The Russian defense ministry said Sunday it intercepted at least 24 drones and shot down two Ukrainian S-200 surface-to-air missiles over Moscow, Tula, Kaluga, Smolensk and Bryansk.
"A mass drone attack was attempted overnight," said Moscow Mayor Sergei Sobyanin, adding that Ukrainian drones were shot down in several areas of the Moscow region.
The missiles were shot down over the Sea of Azov, the ministry said.
One person was injured in Tula when an intercepted drone hit an apartment building, the region's governor, Alexei Dyumin, said.
The Kommersant newspaper said that flights were delayed or canceled at Moscow's main airports because of the drone attack.
In the Russian-controlled Ukrainian region of Donetsk a Russian-installed official said that Ukrainian forces had struck the energy system, leaving some people without heat or power.
Russian soldiers’ morale
As the war grinds into its second winter, a growing number of Russian soldiers want to get out of Ukraine, as revealed in secret recordings of Russian soldiers calling home from the battlefields of the Kharkiv, Luhansk and Donetsk regions in Ukraine.
Secret recordings of these conversations, obtained by The Associated Press, offer a rare glimpse of the war through Russian eyes — a point of view that seldom appears in Western media, mainly because Russia has criminalized any critical conversation about the conflict in Ukraine. The recordings also show the grueling conditions Russian soldiers endure in the battlefield.
There's no “dying the death of the brave here,” one soldier told his brother. “You just die, like an earthworm,” he said.
The voices in these calls are of men who didn’t or couldn’t flee mobilization. Some had no money, no education and no options. Others believed in patriotic duty.
The AP verified the identities of people in the calls by speaking with relatives and soldiers — some of whom are still at war in Ukraine — and researching open-source material linked to the phone numbers used by the soldiers.
There were also voices of soldiers committed to the fight.
“As long as we are needed here, we will carry out our task,” a soldier named Artyom told AP from eastern Ukraine at the end of May, where he’d been stationed for eight months without break. “Just stop asking me these stupid questions.”
Germany debt
Berlin may not be able to finance responses to growing challenges such as climate change and the Ukraine war as Europe's largest economy has already dealt with years of chronic under-investment, contributing to its current stagnation, economists say.

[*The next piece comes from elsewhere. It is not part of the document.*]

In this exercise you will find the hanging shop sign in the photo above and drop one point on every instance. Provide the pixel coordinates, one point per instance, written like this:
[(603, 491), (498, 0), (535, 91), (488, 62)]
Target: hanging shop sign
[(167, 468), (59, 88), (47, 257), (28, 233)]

German under-investment is already around 300 billion euros over the past decade vis-a-vis other AAA-rating economies, according to Scope Ratings.
Business and political leaders have even started to campaign publicly for fiscal rectitude.
"As I have long been saying, we must fear that the debt brake becomes ever more a brake on the future," said Berlin Mayor Kai Wegner on social media platform X.
Saturday was Holodomor Remembrance Day in Ukraine, a time when Ukrainians remember the famine that starved several million people to death in the 1930s because of Soviet policies.
The Holodomor — which means “death by starvation” in Ukrainian — was a deliberate policy of Josef Stalin that Ukrainians, along with more than 30 countries, consider genocide but something Moscow denies.
Ukraine Foreign Minister Dmytro Kuleba said Russia has carried out 911 attacks, killing 19 Ukrainians and wounding 84 across the country in the last week.
"The enemy is intensifying its attacks, trying to destroy Ukraine and Ukrainians," he said in a post on the Telegram messaging app. It was doing so deliberately, "just like 90 years ago, when Russia killed millions of our ancestors."
Some information for this article was provided by The Associated Press, Agence France-Presse and Reuters.